At the most basic level, sex and gender are the first defining factors we notice when we meet someone for the first time.
Sex, in this case, refers to someone’s biological gender, and the most elementary definition of gender is which sex organ a person has, and therefore (we assume) uses.
Of course, biology isn’t the only defining factor in how someone identifies. Someone’s biological sex can deviate from their own gender identity, and both biological sex and gender identity are far from binary subjects. However, our society has taught us to judge someone’s gender by their physical appearance.
If someone’s appearance seems ambiguous, the next question people will most likely ask themselves is what that person’s sexual orientation is. These categories we put people in are the beginnings of a question that spreads through all corners of life: Is sex all we think about?
Advertisers sure think so. Everything on the market is sold to us through sexualizing a product, most often by objectifying women and further defining what it means to be masculine or feminine within our society.
Clearly the formula for making the most unsexy object, like a hamburger for instance, into something sexually appealing is just to have a dripping, tan, half-naked woman seductively putting her mouth around a bun. If advertisers think products need to be sexy in order for people to be interested in them, this definitely says something about our society’s priorities.
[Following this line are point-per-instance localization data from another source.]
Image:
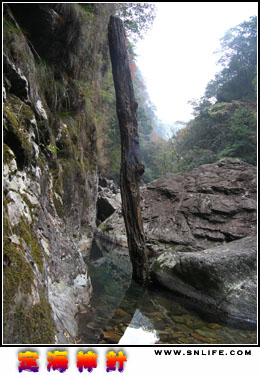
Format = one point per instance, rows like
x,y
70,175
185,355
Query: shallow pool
x,y
123,313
Sexual culture also plays a major role in defining relationships. Even today as we move toward a more “gender neutral” world (emphasis on move), it is still traditionally abnormal when a man and woman have a completely platonic relationship, or for someone of the LGBTQIA+ community not to have a sexual relationship with someone they are “supposed” to be attracted to.
The images projected on our society about male and female roles cause relationships between people of different genders to be subjected to sexual standards. There is an idea that the “right way” to be in a relationship with someone of the opposite gender is a sexual one and, if that doesn’t happen, it is written off in a negative light as “the friend zone.”
The base of attraction is sexual: Every time we check out someone — or ourselves in the mirror — are we subconsciously thinking about sex? Even using the term “making love” interchangeably with “sex” has created unnecessary focus on the physical act of sex within our society. This terminology suggests love cannot exist without sex, and sex cannot exist without love. Imagine the pressure.
From the first words we hear in this world — “It’s a [insert gender here]” — our biological sex is the basis for how we create our identity. From then on, there are images of sex all around us: images about how men and women are supposed to present themselves, how they are supposed to act in relationships, or what kind of sexual attraction they are supposed to feel toward each other.